Einige behaupteten später, sie hätten urplötzlich einen Blitz über den Himmel zucken sehen, ganz ohne Donner. Andere glaubten, es sei der Schatten eines riesigen Adlers am Grabhügel drüben in der Ebene gewesen.

Der fremde Reiter saß auf seinem gedrungenen, scheckigen Hengst in der Nähe des länglichen Grabhügels von Mundschuk, der seit mehr als dreißig Jahren tot war. In den Stammesgesängen hieß es, der Bruder König Rugas sei nicht gestorben, vielmehr habe ihn ein riesiger Adler, kein anderer als Astur, der Göttervater, entführt.
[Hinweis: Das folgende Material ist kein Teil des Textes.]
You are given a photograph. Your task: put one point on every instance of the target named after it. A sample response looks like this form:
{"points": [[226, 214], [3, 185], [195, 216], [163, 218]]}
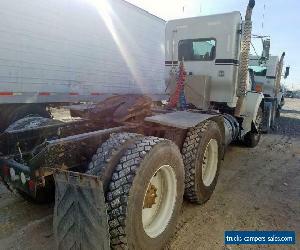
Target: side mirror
{"points": [[287, 72]]}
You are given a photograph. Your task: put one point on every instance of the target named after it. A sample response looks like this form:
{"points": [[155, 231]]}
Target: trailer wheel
{"points": [[145, 195], [252, 138], [202, 158]]}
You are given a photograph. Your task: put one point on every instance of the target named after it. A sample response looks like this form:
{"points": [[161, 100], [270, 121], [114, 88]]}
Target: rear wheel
{"points": [[202, 158], [145, 195]]}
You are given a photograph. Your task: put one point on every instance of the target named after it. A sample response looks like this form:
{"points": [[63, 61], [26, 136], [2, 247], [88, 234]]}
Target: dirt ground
{"points": [[258, 189]]}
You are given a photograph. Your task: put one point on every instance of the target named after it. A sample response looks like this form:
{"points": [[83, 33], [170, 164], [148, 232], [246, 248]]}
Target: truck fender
{"points": [[249, 111]]}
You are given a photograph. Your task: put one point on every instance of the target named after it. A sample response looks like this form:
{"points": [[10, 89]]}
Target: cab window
{"points": [[197, 49]]}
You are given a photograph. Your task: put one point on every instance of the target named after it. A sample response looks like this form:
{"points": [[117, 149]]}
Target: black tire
{"points": [[125, 197], [193, 155], [108, 155], [252, 138]]}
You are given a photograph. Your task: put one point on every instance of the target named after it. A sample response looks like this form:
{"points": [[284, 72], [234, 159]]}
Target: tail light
{"points": [[5, 170], [258, 88]]}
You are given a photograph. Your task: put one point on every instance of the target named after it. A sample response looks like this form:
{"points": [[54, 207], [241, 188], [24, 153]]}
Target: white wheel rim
{"points": [[210, 162], [156, 218]]}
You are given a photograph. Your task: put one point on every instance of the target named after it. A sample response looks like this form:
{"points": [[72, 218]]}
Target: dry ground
{"points": [[258, 189]]}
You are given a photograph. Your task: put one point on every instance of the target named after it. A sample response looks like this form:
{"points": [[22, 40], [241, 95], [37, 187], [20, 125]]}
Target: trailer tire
{"points": [[203, 145], [11, 114], [146, 160], [108, 155]]}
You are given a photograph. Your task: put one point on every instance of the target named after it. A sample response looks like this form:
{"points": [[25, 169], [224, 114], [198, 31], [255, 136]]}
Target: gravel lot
{"points": [[258, 189]]}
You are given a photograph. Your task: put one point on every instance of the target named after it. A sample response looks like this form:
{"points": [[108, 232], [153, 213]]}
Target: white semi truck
{"points": [[121, 170]]}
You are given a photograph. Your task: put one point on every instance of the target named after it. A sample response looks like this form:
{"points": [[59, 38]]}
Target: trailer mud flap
{"points": [[80, 214]]}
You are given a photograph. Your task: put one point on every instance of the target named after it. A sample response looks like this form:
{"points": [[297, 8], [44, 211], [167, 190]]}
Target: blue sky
{"points": [[281, 21]]}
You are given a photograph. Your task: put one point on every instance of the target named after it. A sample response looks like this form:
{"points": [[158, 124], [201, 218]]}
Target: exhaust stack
{"points": [[244, 58]]}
Mundschuk, im Zenit des Lebens stehend, sei zusammen mit zahlreichen Opfertieren sowie seinen schönsten Frauen und Sklavinnen in den Ewigen Blauen Himmel gebracht worden, wo er nun bis zum Ende aller Tage siegreich kämpfe und Feste feiere. Die Pforten des Todes durchschritt Mundschuk im Gegensatz zu allen Sterblichen dagegen niemals.
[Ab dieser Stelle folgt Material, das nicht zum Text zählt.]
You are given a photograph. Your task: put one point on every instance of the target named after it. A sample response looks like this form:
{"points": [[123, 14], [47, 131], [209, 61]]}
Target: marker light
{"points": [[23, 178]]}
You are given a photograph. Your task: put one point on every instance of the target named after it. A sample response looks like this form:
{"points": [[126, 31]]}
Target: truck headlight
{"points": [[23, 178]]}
Nach einer Weile war König Ruga es jedoch leid, wenn seine Leute ständig Mundschuks Loblied sangen, und verbot die Erinnerung an seinen Bruder. Und tatsächlich kennen heute nur noch wenige Stammesangehörige seinen Namen. Drei Jahrzehnte waren eine lange Zeit; eine Frau galt schon mit zwanzig Jahren als alt.
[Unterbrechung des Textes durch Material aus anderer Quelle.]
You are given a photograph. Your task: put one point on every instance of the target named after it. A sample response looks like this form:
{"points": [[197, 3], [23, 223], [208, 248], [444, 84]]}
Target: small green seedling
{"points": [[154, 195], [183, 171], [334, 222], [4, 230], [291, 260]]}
Der Hunnenkrieger blickte erneut hinüber zu dem Grabhügel. Obwohl seine alten, wässrigen Augen, mit denen er gegen den trockenen Steppenwind anblinzelte, den seltsamen Reiter nur undeutlich erkennen konnten, jagte ihm dessen reglose, aber umso kraftvollere Gestalt einen Schauder über den Rücken. Früher einmal hätte er ohne zu zögern seinem Pferd die Sporen gegeben und wäre auf den Eindringling zugaloppiert. Er hätte einen Pfeil aus dem Köcher gezogen und ihn noch im Reiten abgeschossen.

Wer war dieses einsame Gespenst aus den Steppen, das sein Pferd ausgerechnet auf dem Grabhügel eines Königs zum Stehen brachte, ohne um Erlaubnis zu bitten?

Chanat zögerte, die kräftige Bogensehne zu spannen. Er war mittlerweile alt und sollte lieber zurück ins Lager reiten und Bericht erstatten. Bald schon würde er wie ein Mann in der Schlacht fallen. Nacht für Nacht erbat er von den Göttern einen Tod im Kampf. Doch nicht heute. Nicht in einem einsamen Gefecht mit einem unbekannten Reiter draußen in der Steppe, ohne einen Zeugen, der seinen Tod besingen konnte.

Der Reiter auf dem Hügel wandte den Kopf ein wenig zur Seite und schien den alten Krieger nun direkt anzusehen. Chanat konnte den Gesichtsausdruck des Fremden nicht erkennen. Seine Augen waren alt und schwach. Doch ihm war, als ob der Reiter mit einem Mal von einer starken Unruhe erfasst wurde, die nur darauf wartete, sich Bahn zu brechen. Der Wind zauste durch die kurze Mähne seines Pferdes und blies auch dem Reiter die dunklen Haare in die Stirn. Sogar die Art, wie er die Zügel hielt, wie er das Pferd mit zusammengepressten Schenkeln kontrollierte, verriet seine gespannte Energie. Alles an ihm schien aus dunklem Stein oder Eisen; es war nichts Weiches an ihm.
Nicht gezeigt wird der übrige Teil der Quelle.